The autobiography is powerful and honest-it offers no respite to the reader,especially those fed on the water and milk writings like Discovery of India .
How can the memoir offer respite?- It was written in the death cell of Gorakhpur Jail- in the words of Bismil ‘this cell is worse than a bird’s cage, there is no shadow around. Since morning eight till eight in the evening the solitary cell smoulders in the sun.Nights are full of mosquitoes. I have to stay content with couple of hours sleep’
It is in this cell Bismil wrote his Autobiography and his evaluation of the freedom struggle and his revolution and Kakori train robbery.
The last words – The Final chapter he wrote on 17 Dec. 1927 – is his voice calling to Indians of today. He describes the Kakori robbery fallout, reasons for his actions, His disappointments, his message to youth to educate India, especially the villages before embarking on revolution. Even on death row, Bismil was proud that via his mercy petitions and trials he had proven the British government as an unfair one. Another startling point which was a victory for Bismil was- at a time when British were fuelling Hindu-Muslim divide. They were forced to declare Ashfaqullah as Ram Prasad Bismil’s right hand man- a Muslim was the right hand man of an Arya samaji!!
The memoirs deal with his early life- the grinding poverty which marked the lot of his family like majority of Indians. It throws a very deep light on the social and economic life of that period. From poverty, his family became stable via efforts and hard work. It throws light on how he had got spoilt as a young boy and how education, visiting temples and becoming an Arya Samaji changed him. Bismil speaks of the efforts to educate himself, the efforts of his mother to educate herself too. Bismil shows us the real history of the era- and the contribution of Arya Samaj in shaping the revolution. Of special interest is his chapter on his Teacher Guru Somdev, and of Somdev’s deep brotherly relationship with the elder brother of Maulana Abul Kalam, a facet which I had never come across before.
Bismil describes in detail the prevailing political situations. The popularity of ‘Mahatma Tilak’ and the event where the congress president feared the popularity of Bal Gangadhar Tilak and hence planned his attending a congress meet without a procession,and how the youngsters foiled the plan and bought him to the venue in a procession are anecdotes that no history book teach.
The chapters dealing with Nationalism and Revolutionary life are heart rending. The revolutionaries had no access to funds, structured organisation, training, weapons – the funds were generated by asking family, publishing books and articles, doing odd jobs. People could not be trusted. Bismil writes about the struggle to procure weapons and the instances they were cheated by sellers, the challenge to set up networks, hiding weapons, treacherous partners and always the danger of being caught. He describes the grinding poverty and the lack of a national leadership to bind the revolutionaries. He describes the times when his family sold off everything and they nearly starved, how he build and rebuild networks, started a business just to fund the revolution. It is a miracle how Bismil schooled himself, build a revolutionary network, carried out the Kakori Train robbery with no help but his own endeavour. It is heart wrenching to read of the poverty, the gloom, the fear and the utter loneliness of these revolutionaries and the price paid by their families.

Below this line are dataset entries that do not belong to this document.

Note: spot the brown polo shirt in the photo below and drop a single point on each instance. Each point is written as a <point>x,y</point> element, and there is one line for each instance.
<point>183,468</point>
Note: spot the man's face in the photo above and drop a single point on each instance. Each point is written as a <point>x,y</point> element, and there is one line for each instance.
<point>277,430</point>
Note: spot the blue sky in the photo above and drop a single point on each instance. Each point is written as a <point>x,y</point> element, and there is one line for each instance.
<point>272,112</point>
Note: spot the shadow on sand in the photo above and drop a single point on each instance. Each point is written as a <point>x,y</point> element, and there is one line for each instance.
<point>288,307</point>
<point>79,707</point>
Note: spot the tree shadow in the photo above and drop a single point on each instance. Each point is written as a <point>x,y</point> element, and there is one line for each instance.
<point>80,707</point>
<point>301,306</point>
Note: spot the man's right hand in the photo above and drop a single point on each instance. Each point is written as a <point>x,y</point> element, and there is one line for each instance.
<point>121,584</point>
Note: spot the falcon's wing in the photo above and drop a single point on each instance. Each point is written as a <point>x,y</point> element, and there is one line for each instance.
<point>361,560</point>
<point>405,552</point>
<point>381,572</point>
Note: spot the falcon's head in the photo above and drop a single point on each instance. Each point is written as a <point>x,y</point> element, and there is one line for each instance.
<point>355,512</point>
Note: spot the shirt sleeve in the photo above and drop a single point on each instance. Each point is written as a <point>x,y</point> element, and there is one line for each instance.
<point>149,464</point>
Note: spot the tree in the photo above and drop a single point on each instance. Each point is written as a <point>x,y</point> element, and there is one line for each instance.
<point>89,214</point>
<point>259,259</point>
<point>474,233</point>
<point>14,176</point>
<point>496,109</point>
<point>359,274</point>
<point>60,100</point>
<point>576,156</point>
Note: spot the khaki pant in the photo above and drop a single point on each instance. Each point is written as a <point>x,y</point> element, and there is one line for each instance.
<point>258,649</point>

But the revolutions were important. Bismil describes a society which was left soul dead by failure of non co-operation, how youth were stunned into defeat. How the Idea of a Revolution stirred them to life.
The book also shows how society was hungry for education, how dharma inspired the revolutionaries, the youth identified the evils in society and sought to eradicate them and this knowledge came not from British education but their own religious books and Arya Samaj’s teachings and their own thought process.
The review of the Translation by Saket Suryesh :–
The translation is a loving work of labour with about 2200 + pages of the Autobiography having to be translated.
It is very readable. Saket has given his interpretations where required in brackets to make it easy for the reader. Where ever he has omitted anything he has explained the rationale.
The preface written by Saket explains the essence of the memoir. Saket has interred the Autobiography and the preface is a beautiful expression of his total empathy with Ram Prasad Bismil. In fact, the preface can be treated as an in-depth review of the autobiography.
Though reviews do not come with a conclusion but I would like to take this liberty. Saket has translated a magnificent work – an honest autobiography by one of the greatest men India has produced. The memoirs are Ram Prasad Bismil’s voice speaking to us through the mist of nearly a century. He deserves to be heard. Every school should teach his Abridged Autobiography, with critical analysis of his last words.
Every Indian should at least read this Memoir once- maybe a page a day, maybe a chapter on Independence day. Time to bring out our Martrys from the dungeons of History into their rightful place in the sun.